I love building shelves. I start the day with a pile of lumber, some screws and nails, maybe some glue and paint or stain, and a barren wall. At the end of the day, I’ve got shelves. My wife has more room to store more stuff, and I’m a hero. I check it off of my to-do list, and I’ve accomplished something. It feels great, it looks great (maybe), and it is a feeling that I do not often experience as I walk out of my office at the end of a typical business day. Can you relate?

An often frustrating reality of the business world is that accomplishments are incremental and difficult to quantify. Our impact can be governed by constraints, complexities, and dependencies. Aside from simple projects or clear-cut assignments with specific deliverables, it is difficult to say with confidence, “This is how I made an impact today.”

My advice: Shift your focus and change your scorecard. If my focus is on myself only and what I alone can accomplish, then my “impact scorecard” is very simple:

Max contribution = 24 hours/day x 1 person (me)

If, on the other hand, I shift my focus to include both my own personal contribution plus how I lead, influence, and impact others in my workplace, then I have limitless potential to score big every day. This is an adjustment that all professionals can make, regardless of whether we are considered by title or reputation to be leaders. The fact is we can lead wherever we are.

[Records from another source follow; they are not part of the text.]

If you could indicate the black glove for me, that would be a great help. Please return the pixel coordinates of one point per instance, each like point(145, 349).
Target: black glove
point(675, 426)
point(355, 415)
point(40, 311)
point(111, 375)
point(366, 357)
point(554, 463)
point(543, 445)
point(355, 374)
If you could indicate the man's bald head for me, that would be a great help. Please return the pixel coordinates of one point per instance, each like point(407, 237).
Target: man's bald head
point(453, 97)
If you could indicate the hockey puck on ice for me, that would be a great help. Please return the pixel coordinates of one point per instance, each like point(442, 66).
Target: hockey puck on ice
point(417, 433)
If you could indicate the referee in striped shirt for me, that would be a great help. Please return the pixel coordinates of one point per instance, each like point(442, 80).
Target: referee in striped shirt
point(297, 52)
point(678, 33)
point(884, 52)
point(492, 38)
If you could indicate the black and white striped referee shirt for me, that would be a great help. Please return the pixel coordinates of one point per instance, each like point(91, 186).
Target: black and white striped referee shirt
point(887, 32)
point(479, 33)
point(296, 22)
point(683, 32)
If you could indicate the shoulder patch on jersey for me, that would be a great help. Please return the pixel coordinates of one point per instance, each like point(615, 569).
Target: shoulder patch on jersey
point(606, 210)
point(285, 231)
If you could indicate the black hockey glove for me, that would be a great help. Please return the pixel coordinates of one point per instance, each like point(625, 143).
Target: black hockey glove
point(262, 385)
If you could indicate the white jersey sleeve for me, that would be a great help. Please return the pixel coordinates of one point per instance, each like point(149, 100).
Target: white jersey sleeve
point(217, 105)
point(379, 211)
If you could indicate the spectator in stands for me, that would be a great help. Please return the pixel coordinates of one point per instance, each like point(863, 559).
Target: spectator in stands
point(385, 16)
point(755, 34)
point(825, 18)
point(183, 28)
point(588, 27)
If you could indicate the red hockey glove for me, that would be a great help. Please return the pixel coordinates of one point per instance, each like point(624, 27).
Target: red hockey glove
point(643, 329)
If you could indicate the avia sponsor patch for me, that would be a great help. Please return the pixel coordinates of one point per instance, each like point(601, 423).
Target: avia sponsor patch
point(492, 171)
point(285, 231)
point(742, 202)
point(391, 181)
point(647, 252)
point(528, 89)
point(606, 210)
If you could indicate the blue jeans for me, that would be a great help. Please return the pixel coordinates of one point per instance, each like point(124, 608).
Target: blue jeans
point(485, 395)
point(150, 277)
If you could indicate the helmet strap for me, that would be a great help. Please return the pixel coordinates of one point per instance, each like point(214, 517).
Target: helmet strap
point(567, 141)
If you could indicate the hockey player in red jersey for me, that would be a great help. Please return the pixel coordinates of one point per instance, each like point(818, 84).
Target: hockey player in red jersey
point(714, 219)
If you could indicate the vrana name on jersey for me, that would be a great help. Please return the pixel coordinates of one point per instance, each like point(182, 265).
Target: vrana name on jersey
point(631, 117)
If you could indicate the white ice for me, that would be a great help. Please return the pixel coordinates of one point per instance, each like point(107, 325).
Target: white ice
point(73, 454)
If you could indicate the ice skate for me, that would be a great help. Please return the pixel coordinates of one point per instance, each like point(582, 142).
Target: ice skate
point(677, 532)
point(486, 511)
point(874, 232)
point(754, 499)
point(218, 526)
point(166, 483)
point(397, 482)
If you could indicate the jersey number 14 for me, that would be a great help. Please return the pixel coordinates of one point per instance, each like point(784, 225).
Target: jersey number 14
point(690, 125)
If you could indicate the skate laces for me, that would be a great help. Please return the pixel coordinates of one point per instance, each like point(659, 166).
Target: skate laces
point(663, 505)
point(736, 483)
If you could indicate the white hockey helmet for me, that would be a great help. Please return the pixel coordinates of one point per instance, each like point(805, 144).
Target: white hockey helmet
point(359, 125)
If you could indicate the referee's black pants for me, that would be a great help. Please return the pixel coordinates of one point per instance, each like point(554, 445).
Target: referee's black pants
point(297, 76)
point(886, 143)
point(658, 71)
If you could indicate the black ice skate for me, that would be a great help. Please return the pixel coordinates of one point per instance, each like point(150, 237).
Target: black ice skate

One of the initiatives at Keller Schroeder of which I am most proud is our annual Client Appreciation Event. Over 250 of our clients and several of our vendors converge on our humble headquarters for a cook-out-on-steroids on an October day each year. It’s a great time that gets rave reviews from attendees, and since 2008 it has also been leveraged as a way to give back to our community (to the tune of $10,000+ to the United Way in 2008 and 2500+ items to area food banks in 2009).

One of the things that makes me most proud of this event is that I had nothing to do with it. The idea for the event itself was voiced by one member of our sales team, and then it morphed and evolved out of the creative energies of a whole host of employee-owners at Keller Schroeder. The idea to include a community “give back” emphasis was also initiated by the compassionate spirit of one member of our sales team, and that aspect of the event has captured the hearts and passions of virtually everyone in our company.

Bottom line: Our Client Appreciation Event was birthed by a culture at Keller Schroeder that encourages individual initiative, and it was nurtured by a culture at Keller Schroeder that says each one of us has the privilege and the responsibility to lead from where we are – regardless of position title or job description. To me, one of the greatest thrills of leadership is the satisfaction that comes not from my own achievements or even the collective achievements of our firm. I’m pumped when I see individuals acting on their own initiative to do something without my help or knowledge because they are empowered by a culture to do so.

So, with your “impact scorecard” in hand, I would challenge you with these questions:

  1. What are you doing to promote/enable individual initiative as a leader from where you are?
  2. What are you doing to develop/inspire/empower those who work for you or alongside you?

The evidence of your contribution may not be as clear and tangible as a nice-looking shelf at the end of the day, but the lasting impact could have far greater benefits!